Некоторое время он прожил на барже, отогнанной подальше в море, а потом решил покинуть страну. С тех пор его прозвали «самым богатым бродягой Европы». Домосед по натуре, Нобель имел какое-либо отношение, наверное, к каждой стране мира. В Швеции родился, в России вырос, самая крупная из его лабораторий нашла пристанище в Германии, самый крупный завод — в Шотландии, дом — во Франции, вилла — в Швейцарии, усадьба — в Италии, но нигде ему не были рады. Допустим, Франция обвинила Альфреда в краже идеи разработанного им же бездымного пороха, после чего он обиделся, закрыл парижскую лабораторию и уехал в Сан-Ремо. Купил там усадьбу и оборудовал новую лабораторию.
Впрочем, владелец соседнего имения и слушать не захотел о безопасности динамита. Пришлось Альфреду выкупить и имение соседа. «Ну что ж! Я могу использовать это как раздевалку для моих ежедневных купаний в море, — сказал Нобель, оглядев совершенно не нужный ему дом из 20 комнат. — Может, я даже войду в историю как самый расточительный житель Сан-Ремо».
Кстати, Альфред был весьма щедрым работодателем. Для своего персонала он возводил комфортабельные поселки с цветниками и фонтанами, строил школы и больницы, пускал транспорт для бесплатной доставки на рабочие места. Многие считали его социалистом, но это было неправдой. Нобелю не нравилась ни демократия, ни монархия, ни какая-либо иная модель социального устройства. Он любил человечество, но только таким, каким оно, может быть, станет в далёком будущем. Современников же Альфред считал «сворой двуногих обезьян». При этом не верил в прогресс и недоверчиво относился к нововведениям. Не поддерживал он и идею предоставления избирательного права женщинам. «В конце концов, Альфред, ведь между мужчиной и женщиной совсем маленькая разница», — убеждал его один демократ на званом обеде. Нобель поднял бокал и провозгласил: «Господа, да здравствует маленькая разница!»
Ищите женщину. Парадокс седьмой
Величайшая загадка Нобеля: почему физика и химия среди номинаций на его премию есть, а математики нет? Есть версия, что тут следует, как говорят французы, «искать женщину». Вроде бы была некая девушка, отвергшая любовь Альфреда Нобеля, предпочтя ему некоего математика. В связи с этим вспоминают то француза Франца Лемаржа, то шведа Миттаг-Леффлера. Правда это или нет — доподлинно не известно. Но только факт остается фактом: Нобелю поразительно не везло в любви.
Лет в тридцать пять он отчаянно влюбился в великую французскую актрису Сару Бернар и тогда, кажется, впервые задумался о женитьбе.

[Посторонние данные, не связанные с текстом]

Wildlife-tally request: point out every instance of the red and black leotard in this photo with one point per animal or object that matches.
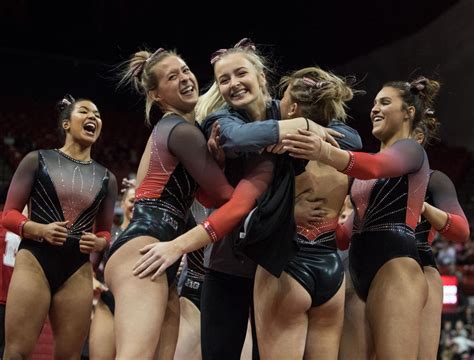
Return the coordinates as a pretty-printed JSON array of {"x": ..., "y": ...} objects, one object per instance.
[
  {"x": 179, "y": 163},
  {"x": 388, "y": 195},
  {"x": 441, "y": 194},
  {"x": 58, "y": 188}
]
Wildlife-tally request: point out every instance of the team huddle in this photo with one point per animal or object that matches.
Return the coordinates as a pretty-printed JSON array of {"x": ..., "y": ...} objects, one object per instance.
[{"x": 232, "y": 243}]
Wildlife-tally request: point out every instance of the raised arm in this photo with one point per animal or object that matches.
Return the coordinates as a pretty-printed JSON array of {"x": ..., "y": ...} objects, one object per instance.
[
  {"x": 157, "y": 257},
  {"x": 19, "y": 194},
  {"x": 188, "y": 144},
  {"x": 445, "y": 214},
  {"x": 404, "y": 157}
]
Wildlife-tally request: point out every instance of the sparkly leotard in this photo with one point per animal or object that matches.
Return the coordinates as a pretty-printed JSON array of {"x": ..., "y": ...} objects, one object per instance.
[
  {"x": 387, "y": 194},
  {"x": 58, "y": 188}
]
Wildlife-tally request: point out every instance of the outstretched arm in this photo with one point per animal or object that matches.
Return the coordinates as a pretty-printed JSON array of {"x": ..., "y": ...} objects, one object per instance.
[{"x": 445, "y": 214}]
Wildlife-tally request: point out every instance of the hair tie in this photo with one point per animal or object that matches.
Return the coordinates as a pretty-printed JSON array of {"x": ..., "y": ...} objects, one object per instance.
[
  {"x": 317, "y": 84},
  {"x": 419, "y": 85},
  {"x": 429, "y": 112}
]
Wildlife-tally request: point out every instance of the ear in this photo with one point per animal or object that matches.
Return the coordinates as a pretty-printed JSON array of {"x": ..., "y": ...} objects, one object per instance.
[
  {"x": 411, "y": 112},
  {"x": 66, "y": 124},
  {"x": 154, "y": 95},
  {"x": 293, "y": 110},
  {"x": 420, "y": 138}
]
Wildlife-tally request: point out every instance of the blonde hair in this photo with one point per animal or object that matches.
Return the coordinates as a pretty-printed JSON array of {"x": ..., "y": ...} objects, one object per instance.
[
  {"x": 138, "y": 72},
  {"x": 320, "y": 94}
]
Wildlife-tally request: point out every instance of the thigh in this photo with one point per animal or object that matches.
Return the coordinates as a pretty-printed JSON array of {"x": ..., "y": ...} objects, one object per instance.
[
  {"x": 140, "y": 299},
  {"x": 27, "y": 305},
  {"x": 101, "y": 336},
  {"x": 325, "y": 327},
  {"x": 70, "y": 313},
  {"x": 431, "y": 316},
  {"x": 394, "y": 305},
  {"x": 189, "y": 339},
  {"x": 225, "y": 305}
]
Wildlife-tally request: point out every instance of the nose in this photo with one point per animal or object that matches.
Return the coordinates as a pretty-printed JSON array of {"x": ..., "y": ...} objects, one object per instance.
[
  {"x": 375, "y": 109},
  {"x": 234, "y": 82}
]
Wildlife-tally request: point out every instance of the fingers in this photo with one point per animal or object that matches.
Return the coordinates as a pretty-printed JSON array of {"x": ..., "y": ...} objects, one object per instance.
[
  {"x": 141, "y": 261},
  {"x": 146, "y": 248},
  {"x": 332, "y": 141}
]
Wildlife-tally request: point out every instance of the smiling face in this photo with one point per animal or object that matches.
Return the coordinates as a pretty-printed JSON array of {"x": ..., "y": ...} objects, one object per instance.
[
  {"x": 177, "y": 89},
  {"x": 239, "y": 82},
  {"x": 390, "y": 118},
  {"x": 84, "y": 125}
]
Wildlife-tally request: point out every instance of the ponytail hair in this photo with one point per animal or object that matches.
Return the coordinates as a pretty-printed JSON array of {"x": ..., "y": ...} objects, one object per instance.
[
  {"x": 419, "y": 93},
  {"x": 138, "y": 73},
  {"x": 212, "y": 99},
  {"x": 321, "y": 95}
]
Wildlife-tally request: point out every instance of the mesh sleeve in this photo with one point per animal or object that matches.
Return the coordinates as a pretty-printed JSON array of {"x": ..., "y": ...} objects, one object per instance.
[
  {"x": 351, "y": 139},
  {"x": 258, "y": 175},
  {"x": 19, "y": 192},
  {"x": 188, "y": 144},
  {"x": 445, "y": 198},
  {"x": 404, "y": 157},
  {"x": 105, "y": 215}
]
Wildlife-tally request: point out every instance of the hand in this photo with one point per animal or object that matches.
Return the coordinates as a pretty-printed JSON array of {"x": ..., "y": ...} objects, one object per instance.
[
  {"x": 157, "y": 258},
  {"x": 276, "y": 149},
  {"x": 89, "y": 242},
  {"x": 309, "y": 211},
  {"x": 214, "y": 147},
  {"x": 55, "y": 233},
  {"x": 305, "y": 145},
  {"x": 325, "y": 134}
]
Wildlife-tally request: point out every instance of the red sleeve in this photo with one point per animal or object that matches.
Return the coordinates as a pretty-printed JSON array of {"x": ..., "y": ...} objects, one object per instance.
[
  {"x": 19, "y": 193},
  {"x": 404, "y": 157},
  {"x": 445, "y": 198},
  {"x": 244, "y": 197}
]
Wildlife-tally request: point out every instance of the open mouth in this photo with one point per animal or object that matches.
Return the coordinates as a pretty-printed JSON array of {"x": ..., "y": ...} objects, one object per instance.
[{"x": 90, "y": 128}]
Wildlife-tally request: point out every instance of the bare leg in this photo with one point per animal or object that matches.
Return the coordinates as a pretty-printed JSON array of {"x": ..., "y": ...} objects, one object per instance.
[
  {"x": 70, "y": 314},
  {"x": 247, "y": 349},
  {"x": 280, "y": 311},
  {"x": 325, "y": 328},
  {"x": 140, "y": 304},
  {"x": 431, "y": 316},
  {"x": 170, "y": 328},
  {"x": 27, "y": 306},
  {"x": 189, "y": 339},
  {"x": 356, "y": 341},
  {"x": 101, "y": 336},
  {"x": 394, "y": 306}
]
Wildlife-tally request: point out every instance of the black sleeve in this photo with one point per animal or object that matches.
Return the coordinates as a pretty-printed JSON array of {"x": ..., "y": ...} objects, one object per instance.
[{"x": 188, "y": 144}]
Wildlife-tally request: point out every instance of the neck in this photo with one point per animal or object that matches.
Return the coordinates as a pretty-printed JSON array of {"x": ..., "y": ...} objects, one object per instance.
[
  {"x": 258, "y": 109},
  {"x": 125, "y": 223},
  {"x": 76, "y": 151},
  {"x": 186, "y": 116},
  {"x": 402, "y": 134}
]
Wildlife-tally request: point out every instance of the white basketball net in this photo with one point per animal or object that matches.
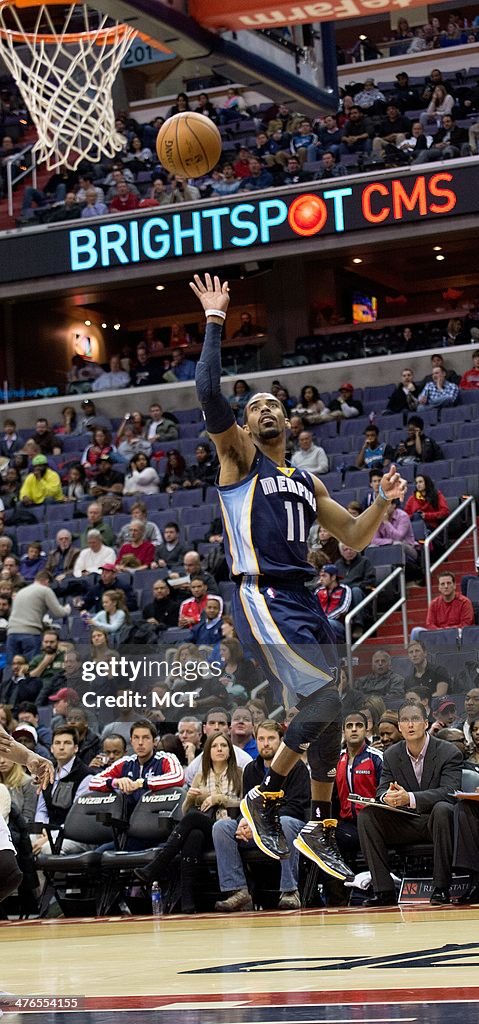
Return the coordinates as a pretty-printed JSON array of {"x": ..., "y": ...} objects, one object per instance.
[{"x": 67, "y": 83}]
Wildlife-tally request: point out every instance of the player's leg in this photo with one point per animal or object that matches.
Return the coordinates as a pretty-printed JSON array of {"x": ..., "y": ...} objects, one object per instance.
[{"x": 317, "y": 840}]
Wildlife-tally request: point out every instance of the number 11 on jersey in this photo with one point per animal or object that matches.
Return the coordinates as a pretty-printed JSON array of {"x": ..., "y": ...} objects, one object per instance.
[{"x": 291, "y": 535}]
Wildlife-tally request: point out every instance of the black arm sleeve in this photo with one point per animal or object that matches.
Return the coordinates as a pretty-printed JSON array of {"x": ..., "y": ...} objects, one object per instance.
[{"x": 216, "y": 410}]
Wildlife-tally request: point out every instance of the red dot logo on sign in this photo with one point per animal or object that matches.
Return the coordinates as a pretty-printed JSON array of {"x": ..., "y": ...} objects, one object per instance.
[{"x": 307, "y": 214}]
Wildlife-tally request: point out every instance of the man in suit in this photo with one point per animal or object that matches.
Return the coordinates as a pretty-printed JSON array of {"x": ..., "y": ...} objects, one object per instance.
[{"x": 420, "y": 774}]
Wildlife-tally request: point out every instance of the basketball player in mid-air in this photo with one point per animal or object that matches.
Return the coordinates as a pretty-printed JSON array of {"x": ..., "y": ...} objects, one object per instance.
[
  {"x": 268, "y": 509},
  {"x": 42, "y": 771}
]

Но его мать сказала, что любовь к актрисе не может принести счастья. «У актеров нет собственной души, только их роли! Я знаю, во Франции к человеку, загубившему свою жизнь из-за женщины, относятся с сочувствием. На твоей родине, сын мой, такого человека считают болваном. А ты ведь всё-таки швед», — написала сыну Каролина Андриетта.
Вторую попытку жениться Альфред предпринял в 41 год. Его секретарша, 33-летняя графиня Берта Кински, была бы ему прекрасной женой: образованна, красива, знает толк в политике, искусстве и науке… Увы! Оказалось, в Вене у Берты уже был жених, барон фон Зуттнер. Со временем Берта фон Зуттнер возглавила движение пацифистов. Написала роман «Долой оружие!» и в 1905 году получила Нобелевскую премию мира. Считается, что идею учредить такую премию подарила Альфреду именно она.

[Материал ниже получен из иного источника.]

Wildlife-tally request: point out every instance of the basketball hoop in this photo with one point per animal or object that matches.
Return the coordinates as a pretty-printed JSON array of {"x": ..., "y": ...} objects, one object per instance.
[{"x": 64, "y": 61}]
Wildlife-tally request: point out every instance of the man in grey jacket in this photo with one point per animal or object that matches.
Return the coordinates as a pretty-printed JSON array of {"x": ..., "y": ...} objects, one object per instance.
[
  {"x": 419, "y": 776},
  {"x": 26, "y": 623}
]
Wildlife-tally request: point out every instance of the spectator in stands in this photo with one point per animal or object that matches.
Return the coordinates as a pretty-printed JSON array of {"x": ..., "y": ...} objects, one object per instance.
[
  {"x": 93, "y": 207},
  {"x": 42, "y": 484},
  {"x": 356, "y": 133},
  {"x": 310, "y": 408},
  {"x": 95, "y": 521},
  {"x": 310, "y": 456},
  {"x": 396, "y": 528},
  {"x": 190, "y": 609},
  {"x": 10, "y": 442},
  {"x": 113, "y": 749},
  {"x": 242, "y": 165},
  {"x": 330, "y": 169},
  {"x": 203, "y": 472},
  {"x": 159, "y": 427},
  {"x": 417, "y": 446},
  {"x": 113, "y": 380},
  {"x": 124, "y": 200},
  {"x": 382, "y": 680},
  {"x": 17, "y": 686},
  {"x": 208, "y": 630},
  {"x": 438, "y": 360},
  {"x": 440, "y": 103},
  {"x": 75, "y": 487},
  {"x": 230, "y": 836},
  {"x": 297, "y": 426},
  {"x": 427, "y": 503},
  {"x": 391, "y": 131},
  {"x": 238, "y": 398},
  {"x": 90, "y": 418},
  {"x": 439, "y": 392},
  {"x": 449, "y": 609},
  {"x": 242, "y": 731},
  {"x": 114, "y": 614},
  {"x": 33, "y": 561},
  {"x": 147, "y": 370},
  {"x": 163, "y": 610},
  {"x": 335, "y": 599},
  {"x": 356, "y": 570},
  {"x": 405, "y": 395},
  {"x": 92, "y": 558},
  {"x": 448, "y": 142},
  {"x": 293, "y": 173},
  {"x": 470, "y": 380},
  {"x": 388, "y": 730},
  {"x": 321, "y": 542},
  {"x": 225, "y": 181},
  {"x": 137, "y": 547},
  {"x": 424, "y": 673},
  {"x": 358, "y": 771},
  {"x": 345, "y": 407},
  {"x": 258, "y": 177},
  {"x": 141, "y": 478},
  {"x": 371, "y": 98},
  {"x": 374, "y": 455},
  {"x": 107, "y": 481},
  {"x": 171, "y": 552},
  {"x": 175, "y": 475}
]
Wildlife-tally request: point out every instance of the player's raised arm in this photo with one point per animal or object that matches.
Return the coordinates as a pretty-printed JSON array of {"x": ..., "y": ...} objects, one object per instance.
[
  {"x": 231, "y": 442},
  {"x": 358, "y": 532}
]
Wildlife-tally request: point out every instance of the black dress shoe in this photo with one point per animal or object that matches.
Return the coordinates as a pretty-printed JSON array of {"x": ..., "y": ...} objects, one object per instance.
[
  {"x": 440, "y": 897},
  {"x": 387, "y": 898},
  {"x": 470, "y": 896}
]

Нобель был уверен, что после Берты уже никого никогда не полюбит. Во всех других женщинах ему виделись разнообразные изъяны: «Мне разговоры парижанок кажутся скучными, зато бывает очень приятно встретить умную и не совсем эмансипированную русскую даму, жаль только, что они с такой неохотой пользуются мылом». Но вот очередной казус: при всей своей разборчивости Нобель вдруг влюбился в заурядную немецкую фрейлейн, продавщицу из цветочной лавки. Говорят, именно эта история легла в основу знаменитой комедии Бернарда Шоу, написанной через 16 лет после смерти Нобеля. Правда, в жизни, в отличие от литературы, чуда не произошло.
«Галатею» звали Софи Гесс. Ей было 26, Нобелю — 43 года. Он увёз ее во Францию, снял квартиру на авеню Виктор Гюго и нанял компаньонку-француженку, чтоб Софи быстрее выучила язык и переняла парижские манеры. Но девушка оказалась слишком малообразованна, ленива и тупа.

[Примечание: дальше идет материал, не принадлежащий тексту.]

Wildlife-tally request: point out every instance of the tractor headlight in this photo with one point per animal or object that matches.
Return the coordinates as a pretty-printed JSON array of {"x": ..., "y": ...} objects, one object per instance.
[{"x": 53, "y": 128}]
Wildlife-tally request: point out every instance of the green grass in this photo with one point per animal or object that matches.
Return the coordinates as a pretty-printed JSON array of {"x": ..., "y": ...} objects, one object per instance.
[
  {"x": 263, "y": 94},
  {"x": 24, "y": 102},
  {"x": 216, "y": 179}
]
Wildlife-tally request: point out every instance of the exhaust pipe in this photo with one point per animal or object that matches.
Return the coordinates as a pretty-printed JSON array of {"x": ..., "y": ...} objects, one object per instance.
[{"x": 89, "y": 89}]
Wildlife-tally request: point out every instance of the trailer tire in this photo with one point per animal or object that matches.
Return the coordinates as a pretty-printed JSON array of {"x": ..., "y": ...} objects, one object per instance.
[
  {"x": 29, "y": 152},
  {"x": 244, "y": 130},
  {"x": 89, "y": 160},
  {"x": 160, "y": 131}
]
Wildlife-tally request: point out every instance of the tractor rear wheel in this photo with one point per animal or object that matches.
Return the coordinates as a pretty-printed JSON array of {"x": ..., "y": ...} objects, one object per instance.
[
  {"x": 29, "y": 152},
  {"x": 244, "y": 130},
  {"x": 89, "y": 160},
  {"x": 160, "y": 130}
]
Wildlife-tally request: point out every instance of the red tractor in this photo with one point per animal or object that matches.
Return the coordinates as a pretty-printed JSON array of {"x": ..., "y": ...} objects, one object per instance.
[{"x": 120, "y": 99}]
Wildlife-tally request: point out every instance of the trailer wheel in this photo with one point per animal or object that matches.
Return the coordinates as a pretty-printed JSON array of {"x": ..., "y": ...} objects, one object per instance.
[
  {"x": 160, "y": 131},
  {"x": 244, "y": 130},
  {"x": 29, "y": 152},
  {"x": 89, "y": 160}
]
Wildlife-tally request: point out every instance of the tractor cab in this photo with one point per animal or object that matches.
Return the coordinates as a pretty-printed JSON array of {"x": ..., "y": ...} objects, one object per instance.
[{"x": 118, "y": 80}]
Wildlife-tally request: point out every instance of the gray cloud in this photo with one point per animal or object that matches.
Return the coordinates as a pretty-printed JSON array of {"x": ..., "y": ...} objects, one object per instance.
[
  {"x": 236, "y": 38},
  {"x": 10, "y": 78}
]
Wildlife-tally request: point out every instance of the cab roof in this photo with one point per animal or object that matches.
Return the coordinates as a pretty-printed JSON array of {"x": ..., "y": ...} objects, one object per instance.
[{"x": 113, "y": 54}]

«На полстранице твоего письма не найдешь ни одного осмысленного слова!» — сердился Нобель.
Софи наслаждалась жизнью, тратя деньги направо и налево. Она потребовала виллу в 15 комнат на модном курорте Бад Ишль — Альфред купил. Она постоянно делала долги — он платил. Она давала ему дурацкие поручения — то заказать платье, то купить шляпку и перчатки, то навести справки о том, какие в будущем сезоне будут носить чулки, — он исполнял. Но как только Софи заводила речь о свадьбе, Альфред становился непреклонен. «Дорогое дитя. Ты славная девушка, но ты действуешь мне на нервы. Если бы я с самого начала был счастлив с тобой, то, возможно, ты и удержала бы меня. Теперь же ты пытаешься оживить любовь, которая справедливо считается вялой. Целую много раз. Любящий тебя Альфред», — так в письме он отразил одну из её атак.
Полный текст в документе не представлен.